Борис Григорьев - Повседневная жизнь царских дипломатов в XIX веке
Святейший синод утвердил решение о разводе, о чём Лисевич был своевременно уведомлен, но он продолжает беспокоиться и пишет своему знакомому Владимиру Алексеевичу о том, чтобы тот держал его в курсе «выступлений» своей бывшей «непутёвой» супруги: «Неизвестность принятых ею против меня мер в высшей степени меня беспокоит, так как я могу ещё и пострадать из-за ея глупостей и клеветы. Я уже понёс первую кару в отказе Св. Синода по вопросу о назначении меня в Иерусалим…»
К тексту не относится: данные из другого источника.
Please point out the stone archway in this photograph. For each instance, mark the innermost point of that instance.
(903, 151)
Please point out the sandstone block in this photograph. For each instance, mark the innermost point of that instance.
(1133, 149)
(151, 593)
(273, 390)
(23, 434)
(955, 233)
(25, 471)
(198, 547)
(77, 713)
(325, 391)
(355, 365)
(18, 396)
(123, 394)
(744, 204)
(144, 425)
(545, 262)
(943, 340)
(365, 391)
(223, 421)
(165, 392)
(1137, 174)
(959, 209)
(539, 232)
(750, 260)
Разведённого волнует также судьба сына, оставшегося с матерью. Лисевич пишет Владимиру Алексеевичу, что готов взять его к себе и воспитывать его сам, «так как иначе он пропадёт при такой матери, как Marie».
Советнику миссии в Бухаресте А. К. Базили при разводе с супругой пришлось пройти через все необходимые формальности и вкусить все плоды горечи и унижения, связанные с этими формальностями. Развод строился на супружеской неверности жены Евы Николаевны, урождённой Каллимаки-Катарджи, а для этого нужны были неопровержимые доказательства. Их добывал местный румынский суд, опросив горничную и владельца гостиницы в городе Синае, где остановилась супруга Базили и где она неосмотрительно принимала своего любовника. Решающее свидетельство представил владелец гостиницы Янко Козлевич, «нечаянно» подглядевший акт совокупления Евы Николаевны со своим любовником. Решение суда утверждала Петербургская духовная консистория Святейшего синода, к делу подключались также Министерство иностранных дел Румынии, посланник Фонтон Николай Карлович и многие другие посторонние лица. Как понимает читатель, процедура, через которую пришлось пройти обманутому Александру Константиновичу, была не из самых приятных. Хорошо, что вся переписка МИД с миссией, ввиду солидного положения А. К. Базили, шла под грифом «секретно».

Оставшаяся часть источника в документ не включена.